La storia racconta (nel senso che si narrava l’episodio, wikipedia non era nemmeno in essere) che Fortis all’apice del successo, pubblicate le canzoni su una certa romanità, dovesse far promozione nelle radio della Capitale.
Ebbene, giunto da Milano a Roma in aereo, fu bloccato da un tizio della casa discografica, che, nervosissimo, lo convinse a riprendere seduta stante il primo volo per Milano.
Lì a due passi, fuori dall’aereoporto, si aggiravano 4 picchiatori (all’epoca così erano chiamati i fascisti) volevano “dare una lezione” al cantautore, reo di mettere alla berlina stereotipi e conformismo.
A distanza di 15 anni la Lega Lombarda, su quelle canzoni, costruì una piattaforma elettorale, stravolgendo la protesta personale di “a voi Romani” in un ideologia razzista e populista.
Da sottolineare che Fortis non è mai stato leghista, ha sempre preso le distanze da Bossi e co., e questo gli fa onore e merito.
Il suo modo di inveire -spiegò ai fans sul libretto del cd “L’uovo”- impersonificava un “mal di pancia” esistenziale, e non un bieco progetto antimeridionalista.
Come il geniaccio di Cupertino, cacciato dall’azienda che lui stesso aveva creato, la Apple, il cantautore scontava -nel bene e nel male- il saper anticipare mode e tendenze.
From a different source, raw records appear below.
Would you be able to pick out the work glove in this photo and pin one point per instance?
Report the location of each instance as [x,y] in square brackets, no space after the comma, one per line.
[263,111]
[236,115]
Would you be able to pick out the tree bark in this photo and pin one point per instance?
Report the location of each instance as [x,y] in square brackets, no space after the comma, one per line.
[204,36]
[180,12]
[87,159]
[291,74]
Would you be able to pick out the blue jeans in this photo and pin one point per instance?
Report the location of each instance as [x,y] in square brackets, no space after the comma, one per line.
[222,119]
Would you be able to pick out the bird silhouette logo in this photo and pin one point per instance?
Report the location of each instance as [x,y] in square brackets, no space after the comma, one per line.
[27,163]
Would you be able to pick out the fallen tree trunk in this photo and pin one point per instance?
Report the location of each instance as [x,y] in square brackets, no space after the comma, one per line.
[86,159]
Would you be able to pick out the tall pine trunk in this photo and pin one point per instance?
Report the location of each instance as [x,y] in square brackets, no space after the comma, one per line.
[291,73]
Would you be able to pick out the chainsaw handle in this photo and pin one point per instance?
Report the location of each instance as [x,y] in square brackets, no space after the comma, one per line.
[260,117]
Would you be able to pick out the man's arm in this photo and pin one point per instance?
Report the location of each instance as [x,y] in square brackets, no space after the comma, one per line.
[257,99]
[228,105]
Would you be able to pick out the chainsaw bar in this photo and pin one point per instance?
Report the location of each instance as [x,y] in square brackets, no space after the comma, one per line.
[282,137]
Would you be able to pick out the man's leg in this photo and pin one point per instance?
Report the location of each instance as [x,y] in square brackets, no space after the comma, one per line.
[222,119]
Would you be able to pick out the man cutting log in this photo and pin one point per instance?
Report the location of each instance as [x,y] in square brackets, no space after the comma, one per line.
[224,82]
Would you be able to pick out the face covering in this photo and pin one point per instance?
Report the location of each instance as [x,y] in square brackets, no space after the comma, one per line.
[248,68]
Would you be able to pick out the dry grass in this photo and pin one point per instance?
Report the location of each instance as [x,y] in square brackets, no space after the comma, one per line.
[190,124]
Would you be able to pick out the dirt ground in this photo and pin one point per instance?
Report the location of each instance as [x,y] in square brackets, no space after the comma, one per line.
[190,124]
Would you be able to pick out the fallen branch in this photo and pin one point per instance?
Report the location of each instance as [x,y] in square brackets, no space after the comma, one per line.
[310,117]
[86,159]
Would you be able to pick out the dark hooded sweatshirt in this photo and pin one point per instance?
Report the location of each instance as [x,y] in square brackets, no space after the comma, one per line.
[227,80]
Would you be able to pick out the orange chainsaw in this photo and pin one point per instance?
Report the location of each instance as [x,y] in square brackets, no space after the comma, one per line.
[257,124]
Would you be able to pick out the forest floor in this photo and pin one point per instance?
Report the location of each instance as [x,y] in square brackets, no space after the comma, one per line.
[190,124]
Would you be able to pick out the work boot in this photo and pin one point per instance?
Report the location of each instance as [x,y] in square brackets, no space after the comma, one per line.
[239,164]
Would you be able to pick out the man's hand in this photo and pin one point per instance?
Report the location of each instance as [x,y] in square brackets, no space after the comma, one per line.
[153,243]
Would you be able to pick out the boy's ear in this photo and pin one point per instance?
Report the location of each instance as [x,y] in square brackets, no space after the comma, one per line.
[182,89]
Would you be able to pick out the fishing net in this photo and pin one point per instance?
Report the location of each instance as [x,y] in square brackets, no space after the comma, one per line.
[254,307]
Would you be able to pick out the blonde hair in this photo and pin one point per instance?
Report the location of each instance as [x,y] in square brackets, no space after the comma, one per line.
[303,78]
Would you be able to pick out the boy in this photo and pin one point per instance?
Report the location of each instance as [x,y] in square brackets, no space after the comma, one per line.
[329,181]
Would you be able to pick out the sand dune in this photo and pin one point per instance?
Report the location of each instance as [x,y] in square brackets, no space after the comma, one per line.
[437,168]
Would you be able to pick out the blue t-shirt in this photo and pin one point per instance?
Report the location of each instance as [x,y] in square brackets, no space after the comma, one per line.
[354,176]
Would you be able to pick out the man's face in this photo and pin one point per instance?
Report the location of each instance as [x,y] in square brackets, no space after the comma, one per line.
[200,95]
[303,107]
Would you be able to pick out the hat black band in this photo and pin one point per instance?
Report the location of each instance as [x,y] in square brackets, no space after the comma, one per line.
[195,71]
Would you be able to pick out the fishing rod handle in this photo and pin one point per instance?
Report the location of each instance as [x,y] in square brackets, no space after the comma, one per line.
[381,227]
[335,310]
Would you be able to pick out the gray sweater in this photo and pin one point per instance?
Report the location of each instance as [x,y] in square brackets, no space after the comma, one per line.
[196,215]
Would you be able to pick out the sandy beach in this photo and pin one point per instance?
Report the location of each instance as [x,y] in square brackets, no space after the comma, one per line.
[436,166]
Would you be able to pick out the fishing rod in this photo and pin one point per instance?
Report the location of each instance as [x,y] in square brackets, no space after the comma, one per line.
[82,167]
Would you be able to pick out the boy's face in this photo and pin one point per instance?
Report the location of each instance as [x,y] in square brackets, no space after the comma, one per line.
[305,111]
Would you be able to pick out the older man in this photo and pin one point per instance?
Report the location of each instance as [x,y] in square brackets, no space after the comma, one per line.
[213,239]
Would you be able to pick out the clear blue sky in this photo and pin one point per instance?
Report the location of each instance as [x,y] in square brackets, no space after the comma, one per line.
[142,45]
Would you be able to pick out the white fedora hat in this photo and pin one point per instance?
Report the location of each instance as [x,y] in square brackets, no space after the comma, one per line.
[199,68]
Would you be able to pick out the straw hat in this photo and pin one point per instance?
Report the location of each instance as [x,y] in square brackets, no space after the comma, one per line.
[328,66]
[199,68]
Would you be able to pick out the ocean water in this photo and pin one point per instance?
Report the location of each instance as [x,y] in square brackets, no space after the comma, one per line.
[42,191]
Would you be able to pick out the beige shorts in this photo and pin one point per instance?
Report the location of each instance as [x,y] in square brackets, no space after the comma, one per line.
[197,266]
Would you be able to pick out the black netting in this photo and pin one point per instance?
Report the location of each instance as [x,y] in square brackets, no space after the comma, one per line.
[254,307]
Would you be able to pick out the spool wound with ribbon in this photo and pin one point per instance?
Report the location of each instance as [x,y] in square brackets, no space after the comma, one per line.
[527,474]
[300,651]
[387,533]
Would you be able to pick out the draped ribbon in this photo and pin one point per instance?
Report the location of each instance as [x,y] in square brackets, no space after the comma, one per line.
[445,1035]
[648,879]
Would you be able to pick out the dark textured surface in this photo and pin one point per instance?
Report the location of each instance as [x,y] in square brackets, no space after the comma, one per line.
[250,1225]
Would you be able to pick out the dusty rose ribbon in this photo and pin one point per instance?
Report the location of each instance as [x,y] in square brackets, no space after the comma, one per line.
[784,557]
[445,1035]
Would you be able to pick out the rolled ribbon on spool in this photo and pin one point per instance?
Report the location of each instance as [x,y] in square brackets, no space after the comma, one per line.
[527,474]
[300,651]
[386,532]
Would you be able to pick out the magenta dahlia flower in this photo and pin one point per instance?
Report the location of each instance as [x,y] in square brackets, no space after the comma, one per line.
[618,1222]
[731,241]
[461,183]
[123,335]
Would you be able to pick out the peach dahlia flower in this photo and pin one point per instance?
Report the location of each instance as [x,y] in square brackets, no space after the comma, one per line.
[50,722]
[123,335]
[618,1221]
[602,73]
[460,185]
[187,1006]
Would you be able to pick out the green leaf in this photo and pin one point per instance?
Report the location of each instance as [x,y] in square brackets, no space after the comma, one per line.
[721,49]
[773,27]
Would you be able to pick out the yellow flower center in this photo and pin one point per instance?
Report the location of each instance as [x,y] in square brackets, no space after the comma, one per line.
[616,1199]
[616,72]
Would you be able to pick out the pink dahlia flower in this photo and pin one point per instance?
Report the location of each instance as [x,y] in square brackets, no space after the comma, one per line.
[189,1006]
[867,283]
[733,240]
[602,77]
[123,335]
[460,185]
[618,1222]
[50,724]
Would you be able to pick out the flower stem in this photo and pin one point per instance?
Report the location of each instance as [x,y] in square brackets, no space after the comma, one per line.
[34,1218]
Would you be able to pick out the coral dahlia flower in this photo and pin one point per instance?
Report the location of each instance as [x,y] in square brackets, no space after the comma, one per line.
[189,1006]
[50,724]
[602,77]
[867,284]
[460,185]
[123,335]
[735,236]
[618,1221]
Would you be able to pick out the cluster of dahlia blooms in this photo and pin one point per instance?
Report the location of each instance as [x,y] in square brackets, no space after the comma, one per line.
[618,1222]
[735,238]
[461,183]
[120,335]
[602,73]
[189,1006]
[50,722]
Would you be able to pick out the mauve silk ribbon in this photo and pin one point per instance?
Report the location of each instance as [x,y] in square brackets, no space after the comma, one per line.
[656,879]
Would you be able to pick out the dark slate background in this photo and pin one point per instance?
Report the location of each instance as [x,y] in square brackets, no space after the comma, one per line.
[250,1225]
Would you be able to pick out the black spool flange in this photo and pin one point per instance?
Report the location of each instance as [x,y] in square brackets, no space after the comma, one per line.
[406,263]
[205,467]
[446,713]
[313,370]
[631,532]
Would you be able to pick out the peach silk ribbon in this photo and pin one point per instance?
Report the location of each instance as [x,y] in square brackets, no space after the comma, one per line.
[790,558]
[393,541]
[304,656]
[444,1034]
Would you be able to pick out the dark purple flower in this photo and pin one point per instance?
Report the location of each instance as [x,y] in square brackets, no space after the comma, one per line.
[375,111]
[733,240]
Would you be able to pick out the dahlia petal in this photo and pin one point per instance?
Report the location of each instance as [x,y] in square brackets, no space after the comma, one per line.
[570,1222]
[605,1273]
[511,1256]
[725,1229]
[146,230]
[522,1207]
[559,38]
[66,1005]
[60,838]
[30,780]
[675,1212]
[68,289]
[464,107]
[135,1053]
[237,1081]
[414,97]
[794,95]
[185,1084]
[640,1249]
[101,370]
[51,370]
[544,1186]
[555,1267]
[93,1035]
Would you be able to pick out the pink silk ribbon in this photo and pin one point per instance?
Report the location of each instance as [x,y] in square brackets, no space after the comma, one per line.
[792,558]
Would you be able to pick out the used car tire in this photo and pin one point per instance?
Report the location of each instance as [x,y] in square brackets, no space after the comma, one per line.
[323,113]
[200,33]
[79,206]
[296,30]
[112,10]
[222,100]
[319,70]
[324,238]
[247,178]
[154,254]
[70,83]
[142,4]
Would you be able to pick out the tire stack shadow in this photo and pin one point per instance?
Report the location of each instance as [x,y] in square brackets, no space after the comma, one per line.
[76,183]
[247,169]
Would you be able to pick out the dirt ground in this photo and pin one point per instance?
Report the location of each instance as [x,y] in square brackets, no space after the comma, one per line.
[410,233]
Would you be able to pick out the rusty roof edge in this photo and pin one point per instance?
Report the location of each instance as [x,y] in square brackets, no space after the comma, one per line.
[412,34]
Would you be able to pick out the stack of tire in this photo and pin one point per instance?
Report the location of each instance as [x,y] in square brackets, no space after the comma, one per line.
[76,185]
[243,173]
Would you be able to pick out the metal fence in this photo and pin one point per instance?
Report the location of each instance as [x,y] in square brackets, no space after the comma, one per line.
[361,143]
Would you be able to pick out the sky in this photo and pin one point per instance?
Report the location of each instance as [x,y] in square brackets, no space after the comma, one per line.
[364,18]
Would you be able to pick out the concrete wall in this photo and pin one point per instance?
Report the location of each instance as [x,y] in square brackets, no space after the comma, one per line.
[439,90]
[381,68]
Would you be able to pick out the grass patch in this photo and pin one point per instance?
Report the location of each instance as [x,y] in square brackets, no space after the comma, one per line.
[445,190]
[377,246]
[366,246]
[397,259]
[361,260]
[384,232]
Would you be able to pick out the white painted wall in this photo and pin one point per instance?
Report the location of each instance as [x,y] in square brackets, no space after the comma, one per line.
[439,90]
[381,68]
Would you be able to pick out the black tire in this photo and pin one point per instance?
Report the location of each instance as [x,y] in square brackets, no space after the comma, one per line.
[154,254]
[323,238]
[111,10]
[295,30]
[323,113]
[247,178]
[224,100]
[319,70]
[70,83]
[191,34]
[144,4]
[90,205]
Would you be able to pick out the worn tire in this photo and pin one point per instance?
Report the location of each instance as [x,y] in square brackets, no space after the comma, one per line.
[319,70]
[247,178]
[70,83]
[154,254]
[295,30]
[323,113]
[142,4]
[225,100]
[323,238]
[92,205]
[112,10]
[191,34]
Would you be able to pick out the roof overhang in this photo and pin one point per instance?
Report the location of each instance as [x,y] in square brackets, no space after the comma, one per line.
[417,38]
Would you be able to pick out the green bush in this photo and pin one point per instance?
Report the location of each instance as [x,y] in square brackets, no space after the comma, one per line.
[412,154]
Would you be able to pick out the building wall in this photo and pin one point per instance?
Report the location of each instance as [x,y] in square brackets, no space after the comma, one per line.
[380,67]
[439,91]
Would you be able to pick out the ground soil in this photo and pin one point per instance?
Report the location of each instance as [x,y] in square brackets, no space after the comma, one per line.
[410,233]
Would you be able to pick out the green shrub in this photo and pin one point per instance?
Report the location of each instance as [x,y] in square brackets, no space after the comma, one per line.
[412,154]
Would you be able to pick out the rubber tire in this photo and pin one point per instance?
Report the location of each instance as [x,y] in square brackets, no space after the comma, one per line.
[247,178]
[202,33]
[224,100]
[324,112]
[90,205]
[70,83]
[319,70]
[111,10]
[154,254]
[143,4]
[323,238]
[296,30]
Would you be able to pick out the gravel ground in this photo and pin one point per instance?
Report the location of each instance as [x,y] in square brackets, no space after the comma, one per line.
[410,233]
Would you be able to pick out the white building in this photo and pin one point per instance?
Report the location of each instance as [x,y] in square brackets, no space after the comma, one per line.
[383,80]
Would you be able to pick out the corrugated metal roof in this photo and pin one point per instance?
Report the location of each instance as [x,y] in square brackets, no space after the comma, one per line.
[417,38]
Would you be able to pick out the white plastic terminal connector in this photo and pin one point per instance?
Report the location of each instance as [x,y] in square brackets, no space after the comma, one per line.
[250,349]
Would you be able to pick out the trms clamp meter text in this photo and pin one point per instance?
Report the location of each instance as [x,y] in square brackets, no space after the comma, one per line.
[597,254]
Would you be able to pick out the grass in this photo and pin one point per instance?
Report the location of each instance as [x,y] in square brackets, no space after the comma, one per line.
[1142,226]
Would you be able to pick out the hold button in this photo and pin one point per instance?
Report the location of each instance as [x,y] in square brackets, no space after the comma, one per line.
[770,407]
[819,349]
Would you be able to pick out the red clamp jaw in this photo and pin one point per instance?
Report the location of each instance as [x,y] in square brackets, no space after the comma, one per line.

Oggi è Marco Mengoni a ricevere la palma del dissacratore, del cercatore di strofe “matte”. C’è da augurargli più fortuna di Alberto Fortis, che non siano mille “Vincenzo” a sbarrare la strada. Quando c’è talento, c’è voglia di fare,  loro si mettono di traverso, “troppo stupidi per vivere, troppo stupidi per amare”.